Перед тем как вести корову со двора, Егор Никитич жесткой щеткой огладил ей бока, шею. Белянка была крупной, породистой, красивой: белая, с желтыми подпалинами, темные лакированные рога, изогнутые, как ухват. Она еще не стара, и молоко у нее бежит, как из родничка, — восемнадцать литров при средних кормах. В июле огулялась, значит, к весне жди приплода. Эх, да чего там… Только дурак может расстаться с таким кладом.
— Сколько же запросишь, отец? — Фрося настороженно заглянула в лицо мужа.
— Базар цену скажет. На что спрос, на то и цена, — ответил Егор Никитич, все сильнее досадуя на себя. Вчера, после шумного разговора о продаже коровы, он махнул рукой: пускай будет по-вашему. Очередь на «Запорожец» у Анатолия подошла, а денег не хватает. Как не помочь сыну? Парень толковый, непьющий. Работает на стройке мастером, в институте вечерами занимается.
— Отец, прихватил бы сенца. Кто знает, сколько там простоите, — напомнила Фрося.
— А то не прихвачу, — буркнул Егор Никитич, взял мешок и по лестнице влез на сарай. «Опять же и сенцо заготовлено на зиму. Да каким трудом! Все лето из осинника возил. А куда его теперь?..»
Мешок с сеном он вскинул на плечо и потащил корову за собой. В воротах Фрося перекрестила ее и долго потом стояла у калитки.
Егор Никитич изредка оглядывался, видел одиноко стоявшую жену. А дети даже проститься не вышли. Дрыхнут…
Из головы не шел вчерашний разговор.
— Пап, и не надоело? Как на привязи около коровы… На старости лет отдохнули бы, по-людски пожили. Без хозяйства обойдемся, заработка нашего хватит, — уверял Анатолий.
Меньшой, Федя, тот был откровеннее:
— Копаются, как жуки в навозе…
— Ну, ты поговори у меня! — прикрикнул на него Егор Никитич. — Молоко пить любишь, а навоза, значит, стыдишься!
— В магазине молока сколько хочешь.
— Понимал бы. Там знаешь оно какое. А в нашем жирности пять процентов. Это ж сливки, дурак.
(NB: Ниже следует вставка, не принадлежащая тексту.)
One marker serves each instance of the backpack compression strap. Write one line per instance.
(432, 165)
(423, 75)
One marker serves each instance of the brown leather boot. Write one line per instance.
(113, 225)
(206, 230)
— В магазине и сливки есть.
— В магазине много чего есть, а денег-то сколько зарабатываешь? Все в магазин целят…
— Не упрекайте. Кончу школу, наработаюсь, — обиженно огрызнулся Федя.
— А меня в классе пастушкой прозвали. Летом все в пионерский лагерь едут, а я Белянку на задворках пасу, — затараторила тринадцатилетняя Мотя. — И вообще, мы несовременные, и имя мое некрасивое — Мотя, Мотря, Матрена. Ребята частушку поют: «Эй, Матрена, подои Бурену…»
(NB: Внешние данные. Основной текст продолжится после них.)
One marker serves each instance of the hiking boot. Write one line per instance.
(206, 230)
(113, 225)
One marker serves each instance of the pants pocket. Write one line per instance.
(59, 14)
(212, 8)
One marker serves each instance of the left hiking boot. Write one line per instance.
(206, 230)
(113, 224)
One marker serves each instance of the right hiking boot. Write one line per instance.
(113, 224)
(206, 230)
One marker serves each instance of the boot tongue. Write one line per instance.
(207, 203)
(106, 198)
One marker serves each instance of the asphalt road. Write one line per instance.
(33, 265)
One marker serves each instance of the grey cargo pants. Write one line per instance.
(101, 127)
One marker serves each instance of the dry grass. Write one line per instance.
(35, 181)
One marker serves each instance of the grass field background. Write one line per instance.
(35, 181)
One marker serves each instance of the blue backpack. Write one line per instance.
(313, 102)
— Имя у тебя, дочка, хорошее, — остановил ее отец. — И наплевать, что поют. А помогать родителям надо. Мы с матерью для вас же стараемся, чтоб молоко свеженькое, мясо…
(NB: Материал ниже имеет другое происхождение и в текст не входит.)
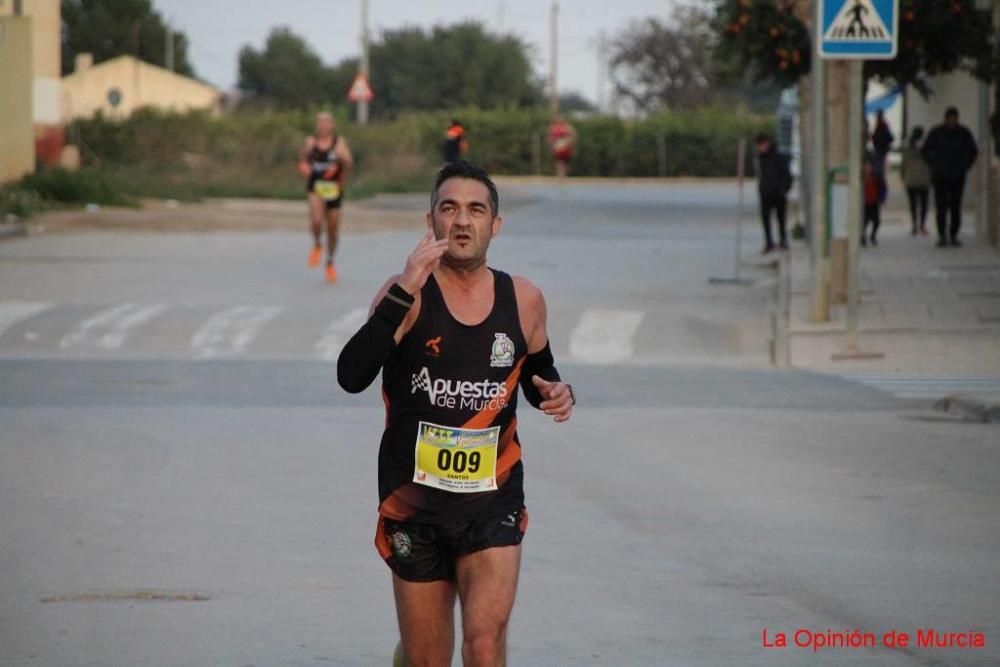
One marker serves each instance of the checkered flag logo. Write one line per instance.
(421, 380)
— Пусть лучше воздух во дворе свежим будет, — наступал Федя. — Стыдно ребят пригласить: корова мычит, поросята хрюкают, навозом несет…
Ну, это уж зря, напраслина. Двор Егор Никитич держал в чистоте, навоз аккуратно возил на окраину, в овражек. Осенью там его растаскивали дачники, а то прямо на двор к Рыбаковым заезжали. Выходит, и тут Белянка не провинилась.